Smith, 53, joins former Seattle Seahawks teammate and new Redskins head coach Jim Zorn in Washington, after spending 13 seasons overseeing the ground attack with the Titans. Smith spent eight seasons as an NFL running back, including seven, in Seattle, with Zorn.
Before joining the Titans coaching staff, Smith spent time at the University of Illinois working with both the running backs and the tight ends. He began his college coaching career as the running backs coach at Miami University (Ohio), where he played quarterback for four seasons.
Under both Zorn and Smith the Redskins will employ some form of the West Coast offense. After hiring Smith, Zorn announced that he would be calling the offensive plays but that Smith will have a key role in teaching and implementing the new offense.
While there are many different versions of the West Coast offense, the basic philosophy is a pass-first attack that relies on short, horizontal passes. As defenses concentrate on stopping the short throws, running lanes and deep passing routes tend to open up.
Quarterbacks in this system must be highly accurate, mobile and instinctive. They have the ability to deliver quick, short, precise passes but do not necessarily have to have a "big arm."
In the West Coast offense both receivers and running backs have key roles.
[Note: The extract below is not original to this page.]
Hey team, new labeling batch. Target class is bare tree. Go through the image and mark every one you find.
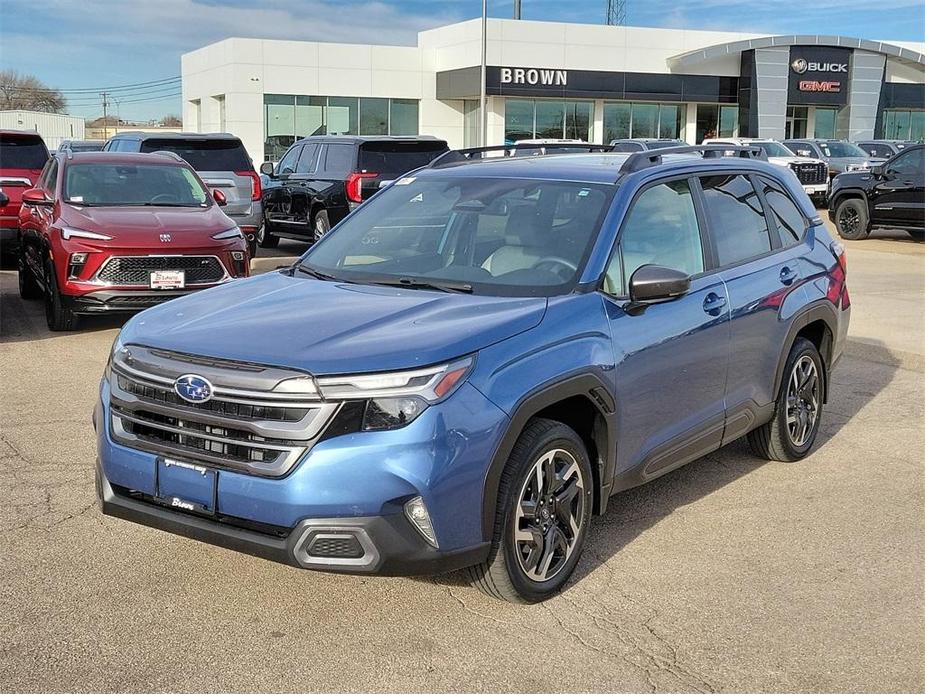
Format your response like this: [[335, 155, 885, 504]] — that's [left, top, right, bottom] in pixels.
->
[[0, 70, 66, 113], [159, 114, 182, 127]]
Receivers are expected to run precise routes, have sure hands and be able to make plays in traffic. Running backs, first and foremost, must be able to run the ball but are also an important part of the passing game. Typically, running backs are asked to catch the ball as often as they run the ball.
Under Smith, the Titans' running game enjoyed plenty of success. In 2007, the Titans boosted the fifth-best rushing attack in the NFL, running for 2,228 yards, including LenDale White's 1,110 yards and seven touchdowns. In addition to White, Smith has coached several 1,000 backs including, Travis Henry, Chris Brown and Eddie George.
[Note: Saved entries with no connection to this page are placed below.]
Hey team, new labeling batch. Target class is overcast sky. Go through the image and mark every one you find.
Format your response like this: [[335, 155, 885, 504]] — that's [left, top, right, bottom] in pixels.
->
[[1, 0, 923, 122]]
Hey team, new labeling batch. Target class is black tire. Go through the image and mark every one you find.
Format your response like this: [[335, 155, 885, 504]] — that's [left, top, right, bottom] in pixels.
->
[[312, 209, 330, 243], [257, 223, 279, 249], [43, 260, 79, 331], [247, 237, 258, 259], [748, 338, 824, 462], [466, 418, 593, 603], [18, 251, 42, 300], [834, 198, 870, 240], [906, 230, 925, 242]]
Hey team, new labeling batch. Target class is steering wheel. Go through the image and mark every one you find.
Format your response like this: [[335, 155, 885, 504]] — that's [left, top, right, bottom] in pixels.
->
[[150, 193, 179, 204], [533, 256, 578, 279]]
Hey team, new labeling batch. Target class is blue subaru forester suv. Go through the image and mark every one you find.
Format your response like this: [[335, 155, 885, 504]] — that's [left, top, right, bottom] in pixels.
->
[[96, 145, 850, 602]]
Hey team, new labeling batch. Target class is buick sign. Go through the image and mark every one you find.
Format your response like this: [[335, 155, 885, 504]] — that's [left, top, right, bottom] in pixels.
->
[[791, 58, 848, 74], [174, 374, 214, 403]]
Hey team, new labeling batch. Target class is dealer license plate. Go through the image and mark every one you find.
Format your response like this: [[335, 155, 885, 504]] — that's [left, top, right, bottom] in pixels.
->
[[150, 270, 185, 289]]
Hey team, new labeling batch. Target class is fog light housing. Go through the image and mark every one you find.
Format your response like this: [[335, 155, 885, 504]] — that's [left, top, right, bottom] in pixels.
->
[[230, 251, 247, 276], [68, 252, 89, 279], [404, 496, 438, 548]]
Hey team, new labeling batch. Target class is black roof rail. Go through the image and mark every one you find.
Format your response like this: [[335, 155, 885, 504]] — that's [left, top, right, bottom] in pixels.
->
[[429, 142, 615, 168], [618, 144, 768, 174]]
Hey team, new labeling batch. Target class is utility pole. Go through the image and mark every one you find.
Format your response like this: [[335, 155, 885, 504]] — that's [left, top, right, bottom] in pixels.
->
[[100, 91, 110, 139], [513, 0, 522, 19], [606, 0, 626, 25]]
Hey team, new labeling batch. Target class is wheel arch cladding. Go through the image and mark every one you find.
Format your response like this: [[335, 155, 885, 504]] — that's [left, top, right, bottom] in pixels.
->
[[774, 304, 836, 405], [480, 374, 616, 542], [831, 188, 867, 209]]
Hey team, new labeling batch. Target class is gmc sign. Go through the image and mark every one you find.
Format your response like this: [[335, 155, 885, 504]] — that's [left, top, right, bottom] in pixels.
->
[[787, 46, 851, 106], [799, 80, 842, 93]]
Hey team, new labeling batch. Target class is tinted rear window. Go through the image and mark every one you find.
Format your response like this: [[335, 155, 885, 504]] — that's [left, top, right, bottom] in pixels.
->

With the Redskins Smith inherits running back Clinton Portis. In 2007, Portis ran for 1,314 yards, good for fifth-most in the NFL, adding 11 rushing touchdowns. He also caught 51 passes for 417 yards. Portis should benefit the most from the Redskins' shift in offensive philosophy. Look for his rushing statistics to be similar but his receiving numbers to increase, thus making him a top fantasy back once again next season.
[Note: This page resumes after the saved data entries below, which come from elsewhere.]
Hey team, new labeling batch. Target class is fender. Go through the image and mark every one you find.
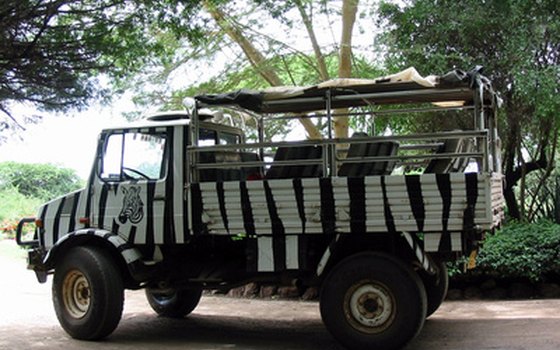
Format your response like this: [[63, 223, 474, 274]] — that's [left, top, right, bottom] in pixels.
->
[[316, 232, 436, 277], [44, 228, 153, 282]]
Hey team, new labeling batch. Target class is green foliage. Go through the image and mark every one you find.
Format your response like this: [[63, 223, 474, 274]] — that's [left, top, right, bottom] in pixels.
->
[[378, 0, 560, 220], [1, 0, 205, 131], [0, 186, 42, 237], [0, 162, 83, 201], [472, 221, 560, 282], [0, 186, 41, 222]]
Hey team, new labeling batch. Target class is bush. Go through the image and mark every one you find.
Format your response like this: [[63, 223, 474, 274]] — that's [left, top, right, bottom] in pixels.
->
[[0, 161, 82, 201], [0, 186, 41, 238], [473, 220, 560, 282]]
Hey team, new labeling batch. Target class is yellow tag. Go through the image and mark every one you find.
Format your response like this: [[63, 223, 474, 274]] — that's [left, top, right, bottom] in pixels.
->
[[467, 249, 478, 270]]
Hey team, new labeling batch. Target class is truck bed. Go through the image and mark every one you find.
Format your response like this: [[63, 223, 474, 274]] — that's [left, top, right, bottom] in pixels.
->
[[191, 172, 505, 253]]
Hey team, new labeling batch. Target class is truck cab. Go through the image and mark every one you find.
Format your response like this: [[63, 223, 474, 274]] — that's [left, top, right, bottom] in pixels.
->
[[18, 67, 504, 350]]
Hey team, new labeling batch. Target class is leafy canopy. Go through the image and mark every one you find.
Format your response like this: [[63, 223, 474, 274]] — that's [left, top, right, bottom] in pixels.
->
[[0, 161, 83, 201]]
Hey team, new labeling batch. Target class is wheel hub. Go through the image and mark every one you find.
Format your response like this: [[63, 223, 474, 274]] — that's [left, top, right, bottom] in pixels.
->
[[62, 270, 91, 319], [345, 281, 396, 334]]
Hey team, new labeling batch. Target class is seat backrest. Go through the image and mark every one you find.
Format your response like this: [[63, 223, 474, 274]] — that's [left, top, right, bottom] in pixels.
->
[[424, 137, 472, 174], [338, 133, 399, 177], [198, 151, 242, 182], [266, 145, 323, 179], [240, 152, 264, 180]]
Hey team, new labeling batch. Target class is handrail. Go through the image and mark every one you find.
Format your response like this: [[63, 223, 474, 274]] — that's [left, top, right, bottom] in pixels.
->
[[187, 130, 488, 176]]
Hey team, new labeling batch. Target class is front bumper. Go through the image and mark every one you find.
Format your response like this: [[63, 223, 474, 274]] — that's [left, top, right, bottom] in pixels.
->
[[16, 217, 48, 283], [27, 248, 49, 283]]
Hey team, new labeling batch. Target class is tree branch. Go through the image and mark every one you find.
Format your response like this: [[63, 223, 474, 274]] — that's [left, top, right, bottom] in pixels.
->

Quarterback Jason Campbell's season was cut short after he dislocated his left knee cap in Week 14. Despite a four-game winning streak under backup quarterback Todd Collins that led to a playoff berth, Zorn has named Campbell the starter heading into next season.
Campbell must improve on his 57.7 career completion percentage. While Smith is the offensive coordinator, Zorn is expected to work very closely with Campbell. Campbell should have the mobility, even after the injury, necessary for a quarterback in this system, were he needs to improvement is with timing, accuracy and decision-making.
In the receiving game the Redskins have several reliable options including wideouts Santana Moss and Antwaan Randle El, as well as, tight end Chris Cooley. Cooley led all Redskins with 71 catches; Moss (61 receptions) and Randle El (51 receptions) made up the No. 2-3 spots, respectively. Look for these totals to increase under the new pass-first ideology.
The Redskins need to get under the salary cap, so look for them to try to add a big bodied, sure-handed receiver, either, in free agency or the NFL Draft. Some names to keep an eye on in the free-agent market are Arizona Cardinals' Bryant Johnson and Seattle Seahawks' D.J. Hackett. In the draft, look for Oklahoma Sooners wide receiver Malcolm Kelly and Texas Longhorns wide receiver Limas Sweed to be on the Redskins radar.